Le phénomène de filiation peut fausser les mesures et il doit être pris en compte. Dans nos mesures tests, ce phénomène est apparu pour la production du 57Co qui est produit directement lors de l’interaction du faisceau avec la cible de natNi mais qui est aussi alimenté de manière indirecte par la décroissance du 57Ni.

Les effets de décroissance sont aussi pris en compte de manière à remonter aux activités à la fin du tir (EOB- end of beam). Cela comprend aussi la décroissance pendant le temps de mesure.

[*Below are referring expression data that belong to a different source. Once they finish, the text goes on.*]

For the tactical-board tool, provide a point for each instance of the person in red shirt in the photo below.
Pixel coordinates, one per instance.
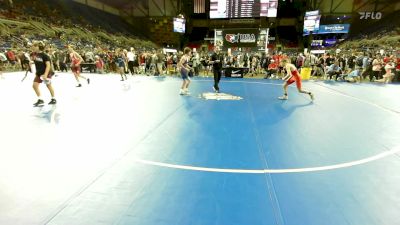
(292, 77)
(99, 64)
(397, 69)
(272, 69)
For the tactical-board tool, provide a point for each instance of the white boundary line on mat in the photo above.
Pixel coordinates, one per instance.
(393, 151)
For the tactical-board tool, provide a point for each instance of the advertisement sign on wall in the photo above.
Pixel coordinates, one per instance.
(334, 28)
(240, 37)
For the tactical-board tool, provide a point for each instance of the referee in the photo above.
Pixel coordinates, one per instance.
(216, 62)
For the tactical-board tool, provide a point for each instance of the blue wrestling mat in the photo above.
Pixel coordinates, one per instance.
(137, 152)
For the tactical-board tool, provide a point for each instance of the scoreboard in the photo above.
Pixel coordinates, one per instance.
(220, 9)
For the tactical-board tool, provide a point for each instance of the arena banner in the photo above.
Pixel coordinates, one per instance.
(334, 29)
(240, 37)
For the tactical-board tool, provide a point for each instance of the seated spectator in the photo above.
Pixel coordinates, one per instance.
(334, 70)
(99, 65)
(389, 75)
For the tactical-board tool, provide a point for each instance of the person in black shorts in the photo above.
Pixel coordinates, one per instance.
(43, 72)
(216, 62)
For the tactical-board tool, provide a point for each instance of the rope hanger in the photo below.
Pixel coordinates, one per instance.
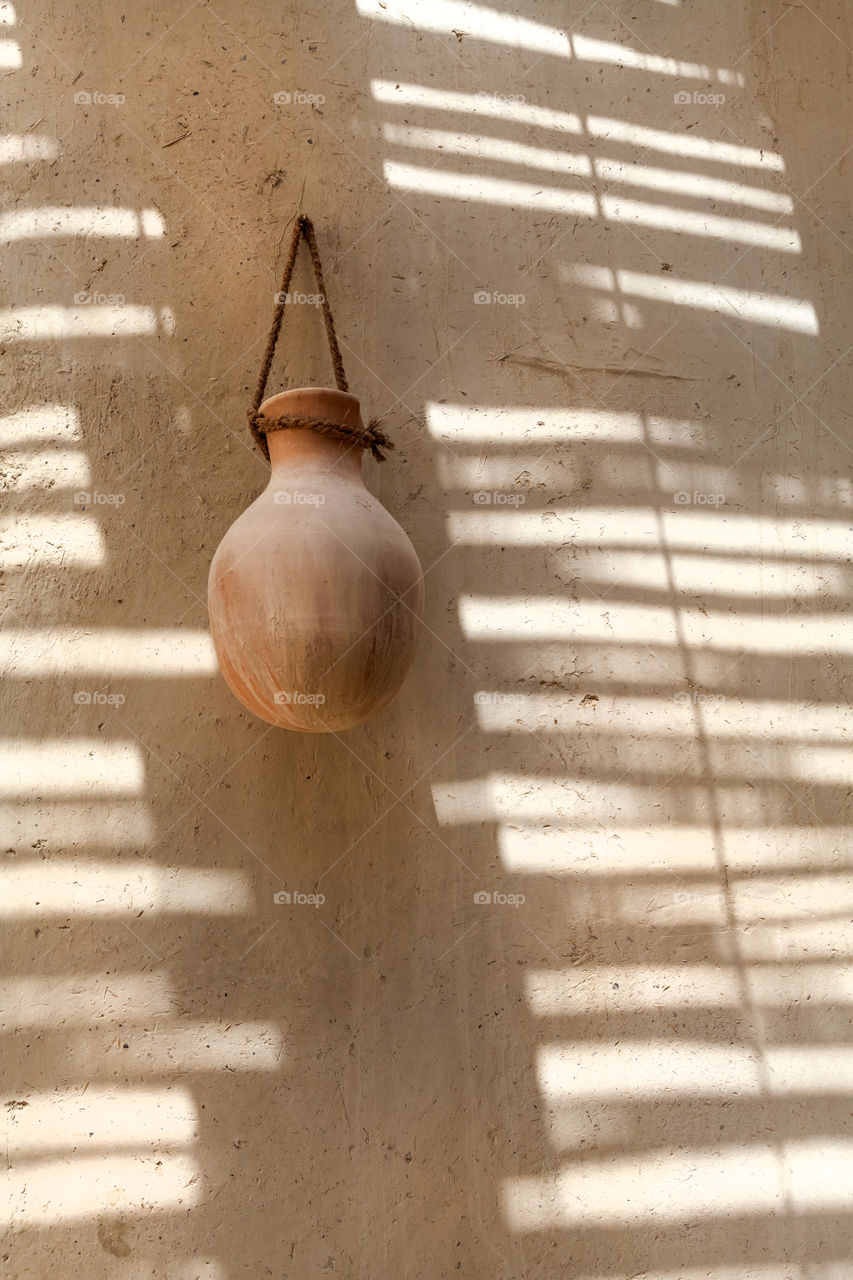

Lors de ces expériences tests [Gar2010], nous avons obtenu des valeurs de sections efficaces pour 21 réactions, 12 dans le Nickel (natNi(p,x)-> 48Cr, 51Cr, 52Fe, 52Mn, 54Mn, 55Co, 56Co, 57Co, 58Co, 60Co, 56Ni et 61Cu) et 9 dans le Titane (natTi(p,x) -> 42K, 43K, 43Sc, 44Sc, 44mSc, 46Sc, 47Sc, 48Sc et 48V ). Sur les figures II-34 et II-35, on a représenté quelques-uns de ces résultats (points rouges) superposés sur les données expérimentales [csisrs] quand elles existent. Les valeurs mesurées sont en bon accord avec les données existantes.

Les grandeurs intervenants dans la détermination des sections efficaces étant toutes indépendantes, on peut sommer de manière quadratique les erreurs associées pour obtenir l’erreur totale.

 

La contribution la plus importante provient de la section efficace de référence utilisée dans le moniteur qui est de l’ordre de 10%.

Bibliographie :

[Gar2011] Thèse de doctorat d’E. Garrido

[NNDC] Kinsey RR, et al. The NUDAT/PCNUDAT Program for Nuclear Data, paper submitted to the 9th International Symposium of Capture Gamma-Ray Spectroscopy and Related Topics, Budapest, Hungary, October 1996. Data extracted from the NUDAT database, version (2006). http://www.nndc.bnl.gov/nudat2/

[IAE2001] IAEA-TECDOC-1211(2001),  http://www-nds.iaea.org/medical/

[Csisrs] http://www.nndc.bnl.gov/exfor/exfor00.htm (dernière visite: 9 octobre 2010)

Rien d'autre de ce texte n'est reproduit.